Miguel Prado Chaviano asegura que tiene patente y que le paga 118 pesos al Estado, a pesar de que no comprende el porqué. “Esto, al final, son cosas que se botan”, reclama. Se apoya en un remolque improvisado donde acumula cerca de diez bolsas repletas de mercancía. “Esto no es delito ni nada”, aclara. “Lo mío son las botellas de ron y cerveza, las latas, el aluminio. Las latas me las pagan a ocho pesos el kilogramo, el aluminio, laminado y fundido, a trece pesos, el cartón a 1.20 y la chatarra es por tonelada. Mira, hay que llevarlo por camiones y es muy difícil conseguir uno. Es mucho lo que hay que recoger para poder hacer algo de dinero.
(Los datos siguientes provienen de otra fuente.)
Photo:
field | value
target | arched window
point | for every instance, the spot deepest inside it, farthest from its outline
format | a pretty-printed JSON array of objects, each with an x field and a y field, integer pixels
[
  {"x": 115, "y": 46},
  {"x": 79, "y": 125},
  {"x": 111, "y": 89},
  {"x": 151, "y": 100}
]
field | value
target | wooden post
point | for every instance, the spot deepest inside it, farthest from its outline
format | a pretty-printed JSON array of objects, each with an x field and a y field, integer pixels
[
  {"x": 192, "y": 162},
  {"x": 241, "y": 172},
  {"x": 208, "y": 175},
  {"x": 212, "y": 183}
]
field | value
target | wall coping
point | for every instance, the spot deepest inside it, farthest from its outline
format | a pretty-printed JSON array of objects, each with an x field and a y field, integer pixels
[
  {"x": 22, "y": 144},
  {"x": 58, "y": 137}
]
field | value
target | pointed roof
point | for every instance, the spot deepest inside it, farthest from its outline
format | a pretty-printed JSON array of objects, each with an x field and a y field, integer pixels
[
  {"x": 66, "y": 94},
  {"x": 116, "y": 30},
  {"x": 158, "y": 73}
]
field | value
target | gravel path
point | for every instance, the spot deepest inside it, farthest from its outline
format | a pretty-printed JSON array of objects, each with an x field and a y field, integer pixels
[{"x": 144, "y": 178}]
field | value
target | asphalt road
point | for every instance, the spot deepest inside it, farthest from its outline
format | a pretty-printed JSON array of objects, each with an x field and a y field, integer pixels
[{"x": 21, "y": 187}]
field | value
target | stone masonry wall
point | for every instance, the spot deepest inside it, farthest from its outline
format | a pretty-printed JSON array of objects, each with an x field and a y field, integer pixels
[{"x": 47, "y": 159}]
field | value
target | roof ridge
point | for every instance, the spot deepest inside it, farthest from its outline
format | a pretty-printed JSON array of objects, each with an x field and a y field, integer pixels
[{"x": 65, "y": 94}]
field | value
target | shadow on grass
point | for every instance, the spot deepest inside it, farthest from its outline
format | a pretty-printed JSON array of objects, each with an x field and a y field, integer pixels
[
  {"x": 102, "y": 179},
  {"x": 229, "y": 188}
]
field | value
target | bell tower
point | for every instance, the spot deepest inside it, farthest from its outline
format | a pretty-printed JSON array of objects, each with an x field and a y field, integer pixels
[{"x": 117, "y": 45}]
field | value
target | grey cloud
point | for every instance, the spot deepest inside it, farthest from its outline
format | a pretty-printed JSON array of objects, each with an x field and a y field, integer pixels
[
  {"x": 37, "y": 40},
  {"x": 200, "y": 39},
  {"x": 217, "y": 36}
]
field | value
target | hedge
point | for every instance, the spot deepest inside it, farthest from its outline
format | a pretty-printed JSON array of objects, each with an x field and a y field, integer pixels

Lleva mucho sacrificio porque, ahora mismo, en lo que uno está luchando en las calles hay mucha gente durmiendo en sus casas. Los precios no son aceptables, pero tengo que hacerlo, hay que tratar de sobrevivir aquí con lo que se pueda”.
Todas las tardes, Carlos Alberto González arrastra su carretón por las calles de Santa Clara con la esperanza de hallar suficientes artículos para almacenarlos, luego, en un cuartucho que fabricó continuo a la casa donde habita con su madre. “Él tiene un leve retardo”, advierte ella. “Es mi único hijo, pero me mantiene, gracias a él vivo y como todos los días”.
“Yo lo recojo todo, hasta hierro, que te dan 60 centavos por kilogramo”, apunta el muchacho. “No tengo descanso, de lunes a domingo. Por una tonelada de cartón me pagan 1200 pesos, pero es muy difícil llegar a acumular tanto. Cuando tengo bastante recolectado, llamó a un camionero para que venga a recoger las cosas y me cobra un por ciento de lo que debo ganar. Esto da para comer, no para vivir”.
En la periferia de Santa Clara se ubica el punto destinado para acarrear y vender las materias primas al estado, donde se aglomeran a diario los recogedores con su basura a cuestas a la espera de una valoración monetaria. En Cuba aún no existe una estrategia que permita el reciclaje coherente de los desechos sólidos urbanos. La permisibilidad de este oficio apunta, sin lugar a dudas, a la falta de recursos, transporte, personal, salarios decorosos y a la ausencia de depósitos en las calles para almacenar los residuos domésticos e institucionales.